Julio Cortazar said once that, as in boxing, "the novel always wins by points, while short tales must win by knock-out." In that context, I was wondering this: Does the essay as a literary genre fit into the boxing metaphor? And if so, how would it? I think it is not ridiculous to talk about the essay as a boxing match won by a decision of the judges. In this case the readers would be the judges. That is, they stop being contenders to become analysts of the arguments that ultimately make them take a stand on what they read.
I believe the essay is just that, a presentation of arguments on any particular issue that asks the readers to take sides and develop judgments.
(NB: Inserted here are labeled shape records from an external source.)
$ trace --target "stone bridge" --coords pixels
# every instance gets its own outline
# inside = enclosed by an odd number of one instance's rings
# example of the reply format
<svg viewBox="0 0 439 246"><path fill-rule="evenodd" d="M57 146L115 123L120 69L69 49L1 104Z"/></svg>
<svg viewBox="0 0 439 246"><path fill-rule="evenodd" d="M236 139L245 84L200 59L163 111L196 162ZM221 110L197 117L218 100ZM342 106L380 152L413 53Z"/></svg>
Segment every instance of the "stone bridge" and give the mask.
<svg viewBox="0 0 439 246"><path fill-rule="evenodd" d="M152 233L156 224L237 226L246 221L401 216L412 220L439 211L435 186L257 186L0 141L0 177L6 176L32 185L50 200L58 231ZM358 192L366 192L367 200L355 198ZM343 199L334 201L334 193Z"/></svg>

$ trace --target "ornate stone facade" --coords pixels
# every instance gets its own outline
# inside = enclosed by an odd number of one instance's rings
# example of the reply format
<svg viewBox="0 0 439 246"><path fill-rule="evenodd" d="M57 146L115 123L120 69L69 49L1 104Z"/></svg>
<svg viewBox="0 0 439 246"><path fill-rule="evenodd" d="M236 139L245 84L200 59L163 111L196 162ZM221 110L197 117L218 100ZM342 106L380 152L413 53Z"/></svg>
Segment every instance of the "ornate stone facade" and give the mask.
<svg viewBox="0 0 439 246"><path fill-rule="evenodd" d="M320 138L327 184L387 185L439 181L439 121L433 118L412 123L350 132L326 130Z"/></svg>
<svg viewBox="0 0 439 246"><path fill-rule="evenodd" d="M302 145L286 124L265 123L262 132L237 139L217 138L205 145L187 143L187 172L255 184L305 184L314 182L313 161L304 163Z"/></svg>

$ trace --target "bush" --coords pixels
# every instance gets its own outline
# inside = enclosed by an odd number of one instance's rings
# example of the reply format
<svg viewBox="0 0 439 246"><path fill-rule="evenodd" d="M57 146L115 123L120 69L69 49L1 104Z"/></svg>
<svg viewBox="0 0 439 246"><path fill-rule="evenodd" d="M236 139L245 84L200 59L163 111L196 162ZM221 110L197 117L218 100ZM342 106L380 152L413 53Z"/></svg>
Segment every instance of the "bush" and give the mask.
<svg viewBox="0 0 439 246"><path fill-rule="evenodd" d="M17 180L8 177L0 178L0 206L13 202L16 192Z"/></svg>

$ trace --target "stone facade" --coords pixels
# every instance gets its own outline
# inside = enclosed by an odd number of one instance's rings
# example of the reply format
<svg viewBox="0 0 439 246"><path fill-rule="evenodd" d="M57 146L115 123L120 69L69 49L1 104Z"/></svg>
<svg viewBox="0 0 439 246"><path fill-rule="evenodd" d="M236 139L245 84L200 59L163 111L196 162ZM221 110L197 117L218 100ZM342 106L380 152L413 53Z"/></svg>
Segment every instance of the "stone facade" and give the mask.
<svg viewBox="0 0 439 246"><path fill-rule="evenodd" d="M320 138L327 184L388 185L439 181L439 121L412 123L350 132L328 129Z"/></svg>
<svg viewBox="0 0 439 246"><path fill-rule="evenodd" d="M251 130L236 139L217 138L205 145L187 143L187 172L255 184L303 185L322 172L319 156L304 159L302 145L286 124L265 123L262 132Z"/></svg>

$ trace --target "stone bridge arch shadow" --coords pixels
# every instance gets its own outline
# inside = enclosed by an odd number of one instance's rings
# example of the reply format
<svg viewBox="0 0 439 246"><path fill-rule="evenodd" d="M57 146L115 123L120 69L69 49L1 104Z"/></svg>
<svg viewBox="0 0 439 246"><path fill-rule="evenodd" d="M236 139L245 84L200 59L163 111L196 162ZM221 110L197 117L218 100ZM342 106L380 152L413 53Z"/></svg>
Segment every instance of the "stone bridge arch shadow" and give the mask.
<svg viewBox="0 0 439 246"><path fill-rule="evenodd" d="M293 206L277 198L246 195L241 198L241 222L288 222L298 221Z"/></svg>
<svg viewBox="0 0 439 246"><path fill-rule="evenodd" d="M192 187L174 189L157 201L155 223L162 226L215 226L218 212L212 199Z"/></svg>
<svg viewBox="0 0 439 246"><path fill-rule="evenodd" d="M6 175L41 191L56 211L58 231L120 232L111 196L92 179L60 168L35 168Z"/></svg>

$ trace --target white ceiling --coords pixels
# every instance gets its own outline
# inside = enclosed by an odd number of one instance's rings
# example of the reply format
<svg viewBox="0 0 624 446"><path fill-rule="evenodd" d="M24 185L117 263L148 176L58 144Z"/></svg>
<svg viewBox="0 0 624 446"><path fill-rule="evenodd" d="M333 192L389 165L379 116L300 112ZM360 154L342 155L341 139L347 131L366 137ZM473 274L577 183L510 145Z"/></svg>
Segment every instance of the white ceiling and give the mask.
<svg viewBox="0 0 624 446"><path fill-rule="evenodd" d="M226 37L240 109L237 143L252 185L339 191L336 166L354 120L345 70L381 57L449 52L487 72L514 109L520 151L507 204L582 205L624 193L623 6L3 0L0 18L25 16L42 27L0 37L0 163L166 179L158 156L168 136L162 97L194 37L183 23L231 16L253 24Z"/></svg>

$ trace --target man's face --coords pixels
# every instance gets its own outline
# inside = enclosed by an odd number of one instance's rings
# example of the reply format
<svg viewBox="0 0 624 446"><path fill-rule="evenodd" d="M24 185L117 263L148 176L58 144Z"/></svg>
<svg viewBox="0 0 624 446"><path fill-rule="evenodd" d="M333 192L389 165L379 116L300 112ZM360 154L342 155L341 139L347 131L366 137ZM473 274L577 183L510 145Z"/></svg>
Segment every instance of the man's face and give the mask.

As well as judges of a fight, in the essay, readers produce subjective judgments on the arguments presented to them and, in one way or another, take a position, assess, decide and reach a verdict which, as in boxing, not always is unanimous, and maybe that's what's fascinating about the essay: not to leave anyone indifferent, or one is convinced by the arguments or is not, or takes the position of the essayist or goes in an opposite direction.
For this reason, I consider that the essay is important in both form and substance; it is not enough to expose some arguments, it is necessary also to mold them, aligning and presenting them according to the target audience because, at the end, it is the one who approves if the essay met its objectives. But unlike in a boxing fight, if you give a good argumentative fight, as an essayist, you will have already won at the onset.